MEMBRA: Understanding Memory of UK Treescapes for Better Resilience and Adaptation

MEMBRA responds directly to Theme 3 of the call: "Resilience of UK Treescapes to global change", whilst also covering aspects of Theme 1 and 2.

Memory is the acquisition, retention and transmission of information guiding future action. It is used habitually by humans (e.g. in reading this Summary), is easily detectable in the behaviour of animals, and is the basis of machine-learning computer codes. Is it meaningful to talk of the 'memory of trees'?

Science has established that plants can write and access a record of prior stress, making the phrase as meaningful to discuss as the selfishness of genes or the (artificial) intelligence of a machine. Writers and artists have responded creatively to how this new knowledge is altering our relationship with trees - perhaps most notably Richard Powers in the Pulitzer Prize winning novel 'The Overstory'.

This co-ownership of the idea of tree memory across science and the Arts makes it particularly suited to the Future of UK Treescapes programme. Processes related to plant memory may be fundamental in allowing treescapes to swiftly adapt and therefore survive and thrive under the rapid environmental shifts of the Anthropocene.

The imprinting of memory in plants mostly happens by altering its epigenetic signature: i.e., changes that occur to the DNA that alter the activity of some genes, but that do not involve changes of the DNA sequence itself. The specific epigenetic marks known to be responsible for long-term memory, including transgenerational resistance, arise from the replacement of hydrogen atoms by methyl groups in the DNA base, cytosine.

Very recently, a study in poplar has demonstrated transgenerational maintenance of epigenetic marks, pointing to a potential transmission of memory in long-lived perennial plants. However, whether long-lived plants can acquire, retain, and transmit memory from stress remains unknown.

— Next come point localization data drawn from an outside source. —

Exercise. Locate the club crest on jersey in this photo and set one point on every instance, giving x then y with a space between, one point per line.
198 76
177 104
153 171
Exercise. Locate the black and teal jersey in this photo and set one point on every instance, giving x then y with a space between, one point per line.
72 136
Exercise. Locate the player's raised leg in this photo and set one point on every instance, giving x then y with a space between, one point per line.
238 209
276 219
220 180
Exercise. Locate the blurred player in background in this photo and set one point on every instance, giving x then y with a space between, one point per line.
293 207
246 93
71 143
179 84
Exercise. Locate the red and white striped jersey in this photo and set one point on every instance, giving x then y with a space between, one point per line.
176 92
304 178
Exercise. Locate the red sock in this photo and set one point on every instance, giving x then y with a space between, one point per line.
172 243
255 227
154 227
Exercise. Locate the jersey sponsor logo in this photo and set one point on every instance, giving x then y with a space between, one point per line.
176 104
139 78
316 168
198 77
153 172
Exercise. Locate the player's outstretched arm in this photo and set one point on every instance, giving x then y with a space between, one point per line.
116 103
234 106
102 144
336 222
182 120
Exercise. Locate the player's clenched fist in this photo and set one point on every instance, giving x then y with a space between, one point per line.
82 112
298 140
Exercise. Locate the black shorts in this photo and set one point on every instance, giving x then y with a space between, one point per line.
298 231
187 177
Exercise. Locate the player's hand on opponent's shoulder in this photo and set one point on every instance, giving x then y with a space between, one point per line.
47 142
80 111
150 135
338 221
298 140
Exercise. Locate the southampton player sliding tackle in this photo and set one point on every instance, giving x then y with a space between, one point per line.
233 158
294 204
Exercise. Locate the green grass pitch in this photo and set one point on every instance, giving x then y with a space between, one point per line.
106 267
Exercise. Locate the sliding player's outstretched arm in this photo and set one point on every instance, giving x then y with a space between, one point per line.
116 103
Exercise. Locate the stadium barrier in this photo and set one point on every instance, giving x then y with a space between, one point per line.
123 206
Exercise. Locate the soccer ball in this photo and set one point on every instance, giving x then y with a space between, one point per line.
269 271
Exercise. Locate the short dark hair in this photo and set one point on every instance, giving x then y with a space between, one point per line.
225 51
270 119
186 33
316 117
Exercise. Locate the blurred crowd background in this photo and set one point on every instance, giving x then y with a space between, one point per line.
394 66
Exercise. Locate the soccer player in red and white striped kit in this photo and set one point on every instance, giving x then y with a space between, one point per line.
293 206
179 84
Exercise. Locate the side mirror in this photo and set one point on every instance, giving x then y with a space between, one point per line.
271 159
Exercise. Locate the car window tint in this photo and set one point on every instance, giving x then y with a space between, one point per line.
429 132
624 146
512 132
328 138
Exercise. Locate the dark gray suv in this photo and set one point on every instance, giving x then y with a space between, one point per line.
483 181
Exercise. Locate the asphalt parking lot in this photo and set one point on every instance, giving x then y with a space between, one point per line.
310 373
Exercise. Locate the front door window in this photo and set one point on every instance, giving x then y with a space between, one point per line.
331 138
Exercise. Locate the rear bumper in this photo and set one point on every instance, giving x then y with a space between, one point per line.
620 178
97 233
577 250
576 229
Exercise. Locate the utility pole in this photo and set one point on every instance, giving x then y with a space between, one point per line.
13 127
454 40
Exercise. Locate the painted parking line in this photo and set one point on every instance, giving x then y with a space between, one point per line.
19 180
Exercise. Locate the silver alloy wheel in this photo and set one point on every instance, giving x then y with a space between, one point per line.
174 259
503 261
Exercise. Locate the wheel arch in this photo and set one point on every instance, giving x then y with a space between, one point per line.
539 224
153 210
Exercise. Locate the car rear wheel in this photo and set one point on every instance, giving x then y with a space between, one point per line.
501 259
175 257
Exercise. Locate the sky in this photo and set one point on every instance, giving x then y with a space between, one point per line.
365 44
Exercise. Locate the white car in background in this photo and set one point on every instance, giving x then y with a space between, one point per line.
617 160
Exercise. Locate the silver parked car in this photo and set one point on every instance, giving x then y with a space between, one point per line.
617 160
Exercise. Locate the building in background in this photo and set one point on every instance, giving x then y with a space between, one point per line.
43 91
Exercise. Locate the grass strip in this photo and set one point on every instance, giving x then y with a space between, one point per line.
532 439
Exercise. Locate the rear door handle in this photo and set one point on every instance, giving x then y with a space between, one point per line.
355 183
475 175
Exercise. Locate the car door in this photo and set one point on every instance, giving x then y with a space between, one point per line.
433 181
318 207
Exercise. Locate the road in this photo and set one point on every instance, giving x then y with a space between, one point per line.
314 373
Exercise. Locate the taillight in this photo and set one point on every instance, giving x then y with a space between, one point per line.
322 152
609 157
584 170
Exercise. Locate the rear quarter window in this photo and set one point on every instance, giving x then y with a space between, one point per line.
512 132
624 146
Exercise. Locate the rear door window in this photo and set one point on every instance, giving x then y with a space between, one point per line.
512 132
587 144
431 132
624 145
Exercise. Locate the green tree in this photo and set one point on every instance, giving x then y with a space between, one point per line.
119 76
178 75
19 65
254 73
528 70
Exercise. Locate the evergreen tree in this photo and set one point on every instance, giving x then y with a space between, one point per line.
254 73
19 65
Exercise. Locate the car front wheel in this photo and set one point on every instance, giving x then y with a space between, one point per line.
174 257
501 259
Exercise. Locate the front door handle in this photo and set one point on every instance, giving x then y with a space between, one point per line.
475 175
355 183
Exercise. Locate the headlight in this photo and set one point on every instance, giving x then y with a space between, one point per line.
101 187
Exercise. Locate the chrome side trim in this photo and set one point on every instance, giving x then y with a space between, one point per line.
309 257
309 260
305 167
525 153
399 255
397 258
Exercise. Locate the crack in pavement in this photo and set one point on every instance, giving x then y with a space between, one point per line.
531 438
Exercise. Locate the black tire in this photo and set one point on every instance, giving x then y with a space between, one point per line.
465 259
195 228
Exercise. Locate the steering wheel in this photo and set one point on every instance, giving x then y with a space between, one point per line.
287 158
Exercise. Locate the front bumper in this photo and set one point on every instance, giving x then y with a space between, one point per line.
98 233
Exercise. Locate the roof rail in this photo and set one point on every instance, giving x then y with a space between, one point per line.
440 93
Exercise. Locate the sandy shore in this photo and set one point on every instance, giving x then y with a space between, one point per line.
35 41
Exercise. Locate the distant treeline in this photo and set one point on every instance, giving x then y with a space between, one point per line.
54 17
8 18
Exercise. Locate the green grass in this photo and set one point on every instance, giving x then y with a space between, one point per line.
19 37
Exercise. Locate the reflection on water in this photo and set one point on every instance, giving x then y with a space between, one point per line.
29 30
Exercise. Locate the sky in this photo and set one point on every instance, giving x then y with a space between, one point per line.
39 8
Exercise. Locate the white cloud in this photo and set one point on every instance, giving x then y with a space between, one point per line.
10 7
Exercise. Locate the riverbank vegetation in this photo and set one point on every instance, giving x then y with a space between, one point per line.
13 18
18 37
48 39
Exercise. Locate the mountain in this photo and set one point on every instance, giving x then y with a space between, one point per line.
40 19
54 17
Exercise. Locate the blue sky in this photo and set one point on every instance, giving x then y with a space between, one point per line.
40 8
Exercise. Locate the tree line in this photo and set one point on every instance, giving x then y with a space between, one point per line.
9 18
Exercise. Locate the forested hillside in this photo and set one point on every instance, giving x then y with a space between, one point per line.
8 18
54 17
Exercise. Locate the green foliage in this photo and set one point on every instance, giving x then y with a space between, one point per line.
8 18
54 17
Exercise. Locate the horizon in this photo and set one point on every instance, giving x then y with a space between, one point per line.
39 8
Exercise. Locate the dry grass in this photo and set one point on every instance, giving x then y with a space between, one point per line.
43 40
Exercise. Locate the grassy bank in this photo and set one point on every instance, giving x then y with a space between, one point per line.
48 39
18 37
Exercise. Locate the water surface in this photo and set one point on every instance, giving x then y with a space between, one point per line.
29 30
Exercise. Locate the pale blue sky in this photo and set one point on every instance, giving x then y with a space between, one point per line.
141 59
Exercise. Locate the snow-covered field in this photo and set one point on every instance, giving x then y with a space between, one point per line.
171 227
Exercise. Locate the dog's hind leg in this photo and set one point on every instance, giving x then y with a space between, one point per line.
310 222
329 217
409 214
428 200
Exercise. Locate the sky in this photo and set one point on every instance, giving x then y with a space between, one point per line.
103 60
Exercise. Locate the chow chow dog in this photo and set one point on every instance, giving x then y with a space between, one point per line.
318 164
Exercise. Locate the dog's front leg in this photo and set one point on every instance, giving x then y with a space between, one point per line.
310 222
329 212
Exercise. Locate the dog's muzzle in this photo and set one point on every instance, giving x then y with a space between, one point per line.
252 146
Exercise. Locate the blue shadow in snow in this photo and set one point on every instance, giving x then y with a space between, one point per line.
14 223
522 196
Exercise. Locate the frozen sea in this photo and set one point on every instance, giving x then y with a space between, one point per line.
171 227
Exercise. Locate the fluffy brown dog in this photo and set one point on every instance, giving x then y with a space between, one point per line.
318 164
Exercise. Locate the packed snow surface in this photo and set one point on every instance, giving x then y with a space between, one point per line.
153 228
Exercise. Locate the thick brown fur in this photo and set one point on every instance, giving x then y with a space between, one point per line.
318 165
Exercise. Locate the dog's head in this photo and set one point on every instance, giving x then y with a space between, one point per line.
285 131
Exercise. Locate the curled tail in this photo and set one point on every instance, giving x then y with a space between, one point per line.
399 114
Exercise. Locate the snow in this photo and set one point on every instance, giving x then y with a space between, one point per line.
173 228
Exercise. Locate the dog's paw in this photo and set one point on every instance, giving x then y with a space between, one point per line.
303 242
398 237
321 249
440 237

MEMBRA will study epigenetic changes and transgenerational memory as a result of stress in key tree species present in UK treescapes.

Different abiotic (i.e. drought, frost, elevated CO2) and biotic stresses (i.e. insect infestation and disease) have been selected on the basis of our preliminary data showing that they alter important traits, e.g. growth, within UK treescapes. This project will also take into consideration past experiences. Trees have marks of past interactions with the environment recorded into their wood as they grow.

We will analyse tree rings and isotope markers of drought stress to visualise a complete lifetime picture of the responses of trees to their past environment. The combination of ecology, tree rings and molecular techniques will allow us to assess the ability of previous stresses in improving the resilience of UK treescapes.

The understanding of stress memory in trees opens new paths to consider, e.g. the re-conceptualisation of environmental ethics and even tree consciousness. MEMBRA will collate information on how memory has been represented as a characteristic of trees. The project will study how this alters our understanding of the evolution and resilience of treescapes, how a consideration and appreciation of memory in trees can foster moral understanding of treescapes, and how the resulting ethical valuing of trees challenges a utilitarian and monetised 'ecosystem services' valuation of treescapes.

MEMBRA will provide the tools to identify the species and populations that will result in better resilience and adaptation and that will therefore be used in conservation and planting strategies. With the knowledge on how a consideration and appreciation of memory in trees can foster moral understanding of trees, we will identify and use new language to incorporate the concept of tree memory into policy-based initiatives.

The final convergence of the results of MEMBRA will feed into policy development and the flourishing of the first stages of a memory-inspired intentional forest: the MEMBRA Treescape.